When $$d = 1$$, this reduces to:

$$mathbb {E} _g[ (z+g)^{2ell – 1} z ] geq 0 :,$$

which is easy to verify, since the LHS is of the form $$a_2 z ^ 2 + a_4 z ^ 4 + … + a_ {2 ell} z ^ {2 ell}$$ with positive coefficients.

## powers – Do quick objects to grab and move (damage) work together?

The damaging modifier on the Move an object Power (page 119) states:

Damage: Your effect can deal damage, such as a Normal Force application with damage equal to its rank.

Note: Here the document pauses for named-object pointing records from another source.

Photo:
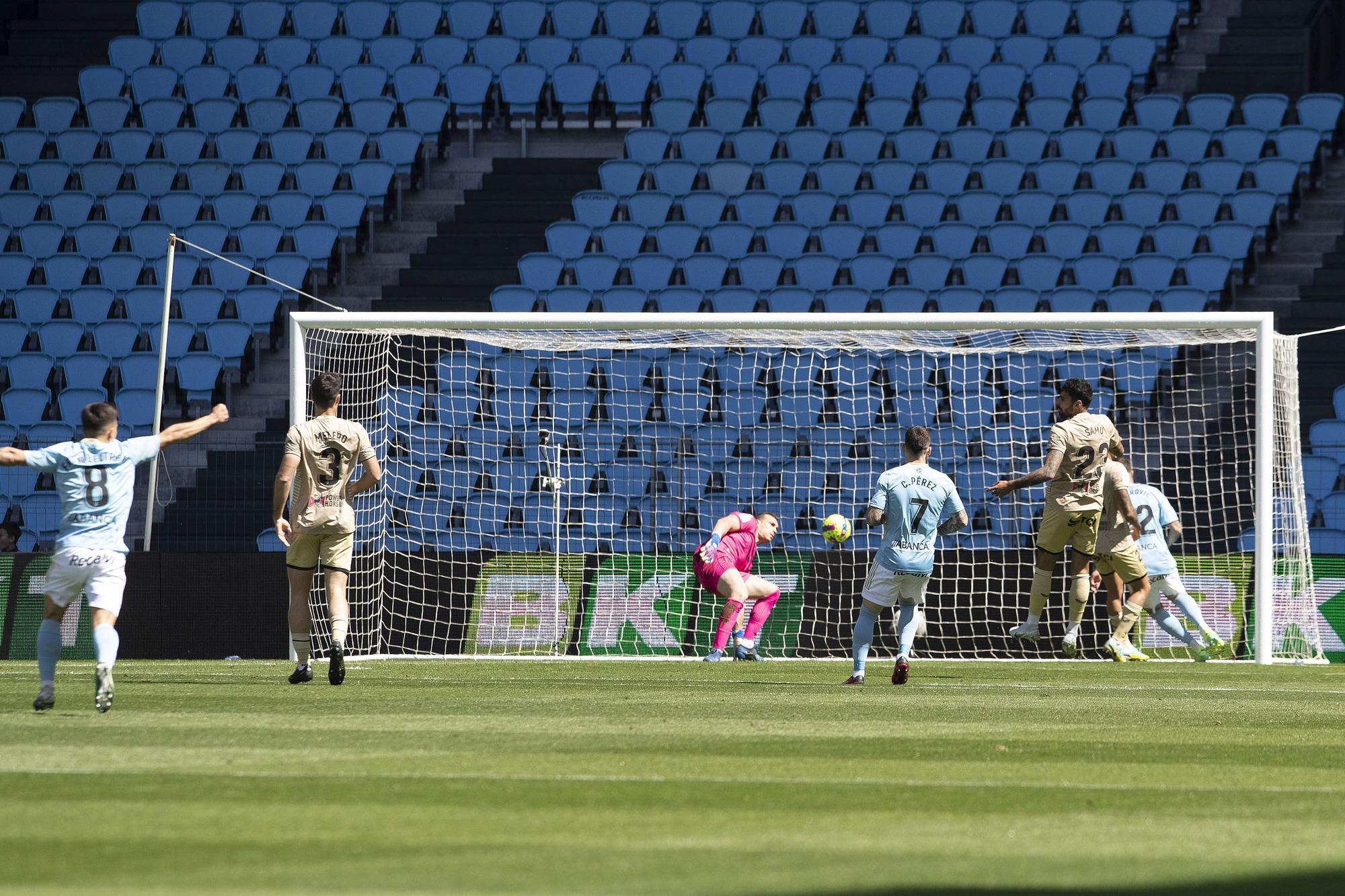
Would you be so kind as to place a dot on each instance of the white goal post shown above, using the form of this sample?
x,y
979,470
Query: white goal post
x,y
630,428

This includes targets that can be injured in seizure and remote attacks.

The text would imply that Move Object is able to "grab" a target:

This includes damaging targets to win

In addition, the DCA version of the Hero Handbook contains six examples of moving objects used to move and grab people, the Wonder Woman's Lasso of Truth being the most important.

the Fast entry Advantage (page 84) indicates:

When you hit with an unarmed attack, you can immediately perform an immediate check against that opponent as a free action (see Capture, page 196). Your unarmed attack deals its normal damage and counts as initial attack check required to seize your opponent.

The question is:

## Is a remote telekinetic version of an unarmed strike considered an unarmed strike for the purpose of quick entry?

And would it be different to use Fast Grab during a close attack that required a real unarmed strike?